By BeachMouse from Canada
I use buckwheat hulls and rice. I use lavender and rosemary essential oils and find the scent lasts a long time. You can always renew the scent if you close it with a few buttons or velcro. I sell alot of the neck wraps at craft shows. You do need to use all cotton material for these to be microwave safe though.
I've been wanting to make some for gifts also, but haven't gotten around to it yet. I was planning to use either flax seeds or buckwheat, which I've heard works better. I wouldn't want to use rice, because it seems like it would 'cook' it if you keep heating it, then smell bad.
As a coincidence, I got this instructional just today (from another newsletter I get) on how to make 'baby' heat packs. The are so cute, I may have to make a couple for my little grandson who seems to have ear infections quite often.
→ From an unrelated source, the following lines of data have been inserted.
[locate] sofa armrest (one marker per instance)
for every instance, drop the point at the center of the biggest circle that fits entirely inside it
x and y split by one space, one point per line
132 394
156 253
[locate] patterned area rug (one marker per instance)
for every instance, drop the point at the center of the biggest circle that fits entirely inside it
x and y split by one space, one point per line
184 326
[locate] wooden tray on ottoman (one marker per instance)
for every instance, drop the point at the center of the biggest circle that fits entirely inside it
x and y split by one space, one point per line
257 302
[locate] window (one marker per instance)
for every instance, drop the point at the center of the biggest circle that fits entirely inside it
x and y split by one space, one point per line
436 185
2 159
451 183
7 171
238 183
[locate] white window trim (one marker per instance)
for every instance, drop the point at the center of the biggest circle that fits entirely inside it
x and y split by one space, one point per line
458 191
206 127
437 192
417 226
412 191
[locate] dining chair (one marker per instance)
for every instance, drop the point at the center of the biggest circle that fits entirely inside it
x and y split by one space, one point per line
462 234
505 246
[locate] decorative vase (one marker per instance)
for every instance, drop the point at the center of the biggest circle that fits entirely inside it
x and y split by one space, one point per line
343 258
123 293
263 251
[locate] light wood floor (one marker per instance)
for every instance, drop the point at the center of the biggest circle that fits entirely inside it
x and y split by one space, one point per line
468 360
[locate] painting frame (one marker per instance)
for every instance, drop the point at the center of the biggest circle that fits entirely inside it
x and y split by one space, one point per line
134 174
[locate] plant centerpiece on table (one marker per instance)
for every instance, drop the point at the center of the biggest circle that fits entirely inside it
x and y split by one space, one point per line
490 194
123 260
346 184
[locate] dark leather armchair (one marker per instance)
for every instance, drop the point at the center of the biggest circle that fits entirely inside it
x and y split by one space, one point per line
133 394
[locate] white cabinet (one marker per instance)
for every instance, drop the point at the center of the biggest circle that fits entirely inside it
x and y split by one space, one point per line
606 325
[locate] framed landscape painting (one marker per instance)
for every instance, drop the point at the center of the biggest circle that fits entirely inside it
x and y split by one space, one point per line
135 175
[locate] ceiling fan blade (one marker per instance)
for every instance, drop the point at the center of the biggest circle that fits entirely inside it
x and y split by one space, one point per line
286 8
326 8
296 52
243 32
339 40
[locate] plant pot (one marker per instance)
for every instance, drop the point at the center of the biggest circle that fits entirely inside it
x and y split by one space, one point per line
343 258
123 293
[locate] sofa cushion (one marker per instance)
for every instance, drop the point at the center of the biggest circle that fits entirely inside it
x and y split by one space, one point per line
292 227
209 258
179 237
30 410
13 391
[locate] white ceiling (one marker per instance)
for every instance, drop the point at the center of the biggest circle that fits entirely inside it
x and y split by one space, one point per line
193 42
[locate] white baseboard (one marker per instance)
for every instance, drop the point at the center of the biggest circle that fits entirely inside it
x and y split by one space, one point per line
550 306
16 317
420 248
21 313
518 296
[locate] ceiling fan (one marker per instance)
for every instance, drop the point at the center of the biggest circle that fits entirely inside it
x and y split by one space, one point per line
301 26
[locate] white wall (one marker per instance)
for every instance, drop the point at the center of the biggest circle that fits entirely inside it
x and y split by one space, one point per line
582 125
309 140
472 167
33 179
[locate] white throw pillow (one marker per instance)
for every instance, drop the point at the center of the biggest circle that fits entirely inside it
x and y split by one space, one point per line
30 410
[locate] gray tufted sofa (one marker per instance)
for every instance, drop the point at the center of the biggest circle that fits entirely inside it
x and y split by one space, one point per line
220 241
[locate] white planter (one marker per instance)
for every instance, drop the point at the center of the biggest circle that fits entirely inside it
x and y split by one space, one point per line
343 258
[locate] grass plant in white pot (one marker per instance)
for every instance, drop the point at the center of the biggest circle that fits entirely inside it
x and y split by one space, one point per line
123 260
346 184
I would like to make a bean or rice heat pack, but I have a few questions. What fabric should you use? Are they safe for children? How long do you microwave them? I wanted to make them for my nephews for Christmas, who are both just under two years old. I worry about them chewing on them. I wanted to make a 2-D pattern of an animal. Any good suggestions on shapes or cut outs to use?
Kayc from Rochester, MI
I have used oven mitts and 2 potholders sewn together and rice seems to work best as it delivers a moist heat. The insulation of the oven mitts/pads keeps the heat longer.
One caution with microwaving these. They get hottest in the center and you may not be able to tell how hot they are. A friend of mine had one for her husband. It was under the covers on his leg. He said it was way too hot and smelled smoke, but until he threw back the covers, they didn't know it was on fire! It burned through two of three blankets, a mattress pad, and into the mattress. They had to pour water on it to put it out. I have started heating mine by placing them on top of a stack of cast iron cookware that is on top of our woodstove. It never overheats that way. Stay safe!